Een man hielp zijn buren in een bezwaarprocedure tegen de gemeente. De gemeente wilde namelijk dat zijn buren hun vuilnisbakken niet meer op de stoep zouden plaatsen. Die stonden in de weg voor voetgangers.
De bezwaarschriftencommissie (hierna: de commissie) adviseerde de gemeente om het bezwaar gegrond te verklaren. Óók gaf commissie de gemeente mee na te denken over andere oplossingen voor vrije doorgang. En om hierover in gesprek te gaan met de betrokkenen. Daarna ontving de man de beslissing op het bezwaar van de gemeente. Die zelfde dag verwijderde de gemeente het groenperkje (hierna: het perkje) voor het huis van de man. Hij was verbaasd over het handelen van de gemeente en diende hierover een klacht in.
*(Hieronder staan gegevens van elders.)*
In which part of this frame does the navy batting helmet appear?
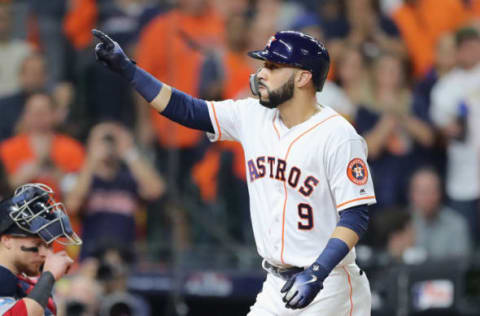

De man klaagt dat de gemeente plotseling en zonder iets te zeggen het perkje voor zijn huis verwijderde. Hij stelde vragen over deze gang van zaken. Maar de gemeente ging hier onvoldoende op in. Ook wilde hij hierover praten op het gemeentehuis. De gemeente weigerde dit.
De gemeente legde uit dat zij het perkje verwijderde, omdat het ging om een klein perkje. Het was dus geen grote actie om het probleem op te lossen. Want dan stonden de vuilnisbakken niet meer in de weg. Zo werd er doorgang gemaakt voor de voetgangers. Verder vond de gemeente een gesprek op het gemeentehuis niet nodig. Tijdens de bezwaarprocedure én na de ingediende klacht waren er al voldoende contactmomenten geweest.
De ombudsman vindt dat de gemeente (gezien het advies van de commissie) niet goed handelde bij het verwijderen van het perkje. Zij had namelijk iets moeten laten weten aan de man. Ook vindt de ombudsman dat de gemeente een gesprek op het gemeentehuis had moeten toestaan. Ook al waren er al meerdere contactmomenten met hem geweest.